基本的に人間という種族は……特に雄性体の、その中でも軍人という類は『性欲』に弱い。
『彼女』の策略に基づき、配下の淫魔十五体が暗躍しただけ……軍一つが簡単に混乱の極みに陥っていた。
女性の奪い合いや、腑抜けと化した指揮系統の所為か、街一つの各所各所で住民との大乱闘が生じている。
……準備も怠らなかった。
女性揃いの女王親衛隊が動きにくくなるように、『彼女』の部下たちは下働きの女性に賄賂を与え、ここ三か月ほど糖分過剰な、それも高カロリーの食事を大量に与えていた。
その効果は絶大だった。
事実、類を見ないほどの精鋭揃いである女王親衛隊が、その持ち味である素早さを剥ぎ取られ、並以下の戦士に落ちぶれていた。
どんな女性であろうとも、甘いお菓子が無料で与えられたなら、逆らえるはずが無い。
……情報も完璧だった。
その時間、その場所に、神聖王国の女王にして最後の神の末裔、シルヴァ女王が滞在するのを『彼女』は完全に突き止めていた。

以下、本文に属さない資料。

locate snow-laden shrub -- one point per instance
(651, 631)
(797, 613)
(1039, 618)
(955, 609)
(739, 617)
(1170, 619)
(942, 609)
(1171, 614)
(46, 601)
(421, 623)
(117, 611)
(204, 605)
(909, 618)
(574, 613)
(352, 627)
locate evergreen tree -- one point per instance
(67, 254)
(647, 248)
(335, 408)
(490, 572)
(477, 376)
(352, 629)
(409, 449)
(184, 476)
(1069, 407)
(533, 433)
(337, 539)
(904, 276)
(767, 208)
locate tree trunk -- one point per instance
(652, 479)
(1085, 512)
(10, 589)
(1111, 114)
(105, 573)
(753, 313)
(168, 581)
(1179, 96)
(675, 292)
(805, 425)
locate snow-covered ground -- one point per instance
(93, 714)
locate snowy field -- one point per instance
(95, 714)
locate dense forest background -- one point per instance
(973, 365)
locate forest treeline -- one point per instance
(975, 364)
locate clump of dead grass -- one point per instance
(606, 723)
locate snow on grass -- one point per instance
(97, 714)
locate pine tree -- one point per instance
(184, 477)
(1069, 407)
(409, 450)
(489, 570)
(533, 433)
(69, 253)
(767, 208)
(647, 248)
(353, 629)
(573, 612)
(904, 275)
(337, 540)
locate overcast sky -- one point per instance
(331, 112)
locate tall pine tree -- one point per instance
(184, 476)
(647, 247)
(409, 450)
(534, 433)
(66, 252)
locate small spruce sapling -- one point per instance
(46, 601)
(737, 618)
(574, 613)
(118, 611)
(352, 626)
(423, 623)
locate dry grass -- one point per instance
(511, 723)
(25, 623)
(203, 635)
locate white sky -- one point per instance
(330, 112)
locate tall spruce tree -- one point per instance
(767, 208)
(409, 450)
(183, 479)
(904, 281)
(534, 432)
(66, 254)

だからこそ、『彼女』とその夫……第六魔王ゼクサールが率いる暗殺部隊の襲撃は、確実に成功する筈だったのだ。
……ただ、一つの誤算は──
かつて神聖王国を脅かした五体の魔王をことごとく退けた……
異界の勇者にして女王の公認の愛人……故あって正規な結婚は未だにしていない……であるアズマが召喚されたことである。
虚空より突如現れた勇者は全ての軍略、全ての戦術、その他もろもろの不利な条件を無視して、その剣術だけで魔王の暗殺隊を全て撃破したのだ。
そして、『彼女』は命以外の全てを失った。
夫も、武器も、部下も、野望も、右腕さえも。
たった一つ、『彼女』の腹の中に居た、小さな命を除いて。